STATUTORY INDEXING:    
Not Applicable

TOPICAL INDEXING:
Extra Contractual / Mental Anguish Damages    


CASE SUMMARY:  
In yet another intentional infliction of emotional distress case, the Court of Appeals affirmed the trial court's denial of the insurance company's motion for summary disposition.

Plaintiff was injured in an automobile accident which left her in a condition of permanent paraplegic. She claimed no-fault benefits with Michigan Mutual, and defendant Streby was the claims adjuster. A dispute arose concerning plaintiff’s entitlement to certain home modifications. The parties disagreed as to who should perform those modifications, and the expense involved. During the course of the dispute, the adjuster Streby allegedly telephoned plaintiff and threatened to stop paying for her daily nursing care unless she accepted the insurance company's position regarding the modifications. A letter containing the same threat was sent to plaintiff’s attorney.

Although the dispute concerning authorization for the home modifications was apparently resolved in a separate action, plaintiff brought this action against Streby and Michigan Mutual alleging intentional infliction of emotional distress based upon the defendants' actions in handling the claim.
The trial court denied defendants' motion for summary disposition, relying in part on the Court of Appeals decision of Roberts v Auto-Owners Insurance Company, 135 Mich App 595 (1983). Following the Supreme Court's reversal of Roberts, 422 Mich 594 (1985), defendants' renewed motion for summary disposition was denied again by the trial court.

On appeal, the Court of Appeals recited the rule that intentional infliction of emotional distress requires "extreme and outrageous conduct." The court noted that plaintiff alleges that her life depended on nursing care and a threat to terminate that care was extreme and outrageous.

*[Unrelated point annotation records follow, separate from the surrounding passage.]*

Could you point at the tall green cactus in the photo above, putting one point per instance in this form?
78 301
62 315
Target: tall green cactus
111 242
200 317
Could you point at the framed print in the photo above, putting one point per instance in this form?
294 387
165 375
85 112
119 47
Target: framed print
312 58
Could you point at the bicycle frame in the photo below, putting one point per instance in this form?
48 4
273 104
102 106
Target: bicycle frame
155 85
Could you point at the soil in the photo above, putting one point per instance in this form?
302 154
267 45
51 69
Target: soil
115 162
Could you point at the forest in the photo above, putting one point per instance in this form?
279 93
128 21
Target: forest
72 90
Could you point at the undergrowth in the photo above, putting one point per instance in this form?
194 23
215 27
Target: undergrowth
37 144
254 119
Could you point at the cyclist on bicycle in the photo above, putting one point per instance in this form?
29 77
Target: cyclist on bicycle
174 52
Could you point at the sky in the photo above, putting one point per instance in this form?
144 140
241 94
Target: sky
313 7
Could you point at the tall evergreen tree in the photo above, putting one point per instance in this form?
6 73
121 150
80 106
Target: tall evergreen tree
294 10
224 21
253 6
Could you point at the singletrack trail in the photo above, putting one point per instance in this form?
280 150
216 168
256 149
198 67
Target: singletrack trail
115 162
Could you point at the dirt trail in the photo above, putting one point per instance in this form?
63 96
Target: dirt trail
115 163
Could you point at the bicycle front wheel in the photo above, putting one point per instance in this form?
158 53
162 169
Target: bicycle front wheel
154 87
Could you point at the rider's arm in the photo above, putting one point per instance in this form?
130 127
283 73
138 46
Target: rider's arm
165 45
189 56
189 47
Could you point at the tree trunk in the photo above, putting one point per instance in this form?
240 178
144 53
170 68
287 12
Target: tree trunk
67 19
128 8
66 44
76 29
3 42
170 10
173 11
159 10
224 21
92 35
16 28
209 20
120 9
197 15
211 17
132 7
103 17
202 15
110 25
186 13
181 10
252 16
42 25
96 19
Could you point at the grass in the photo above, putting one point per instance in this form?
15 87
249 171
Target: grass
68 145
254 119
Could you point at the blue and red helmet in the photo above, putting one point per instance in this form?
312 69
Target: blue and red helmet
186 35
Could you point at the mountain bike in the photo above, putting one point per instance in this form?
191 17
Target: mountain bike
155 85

The Court of Appeals agreed that where defendants' abused their position of power over a dependent plaintiff, extreme and outrageous conduct may result. Margita v Diamond Mortgage Company, 159 Mich App 181 (1987). Given plaintiff’s position and dependence on nursing care, and the allegation that defendant Streby was trying to coerce plaintiff into accepting a lower bid for the modifications, the Court of Appeals agreed that the threshold for extreme and outrageous conduct was met. Further resolution of the issue was for the trier of fact.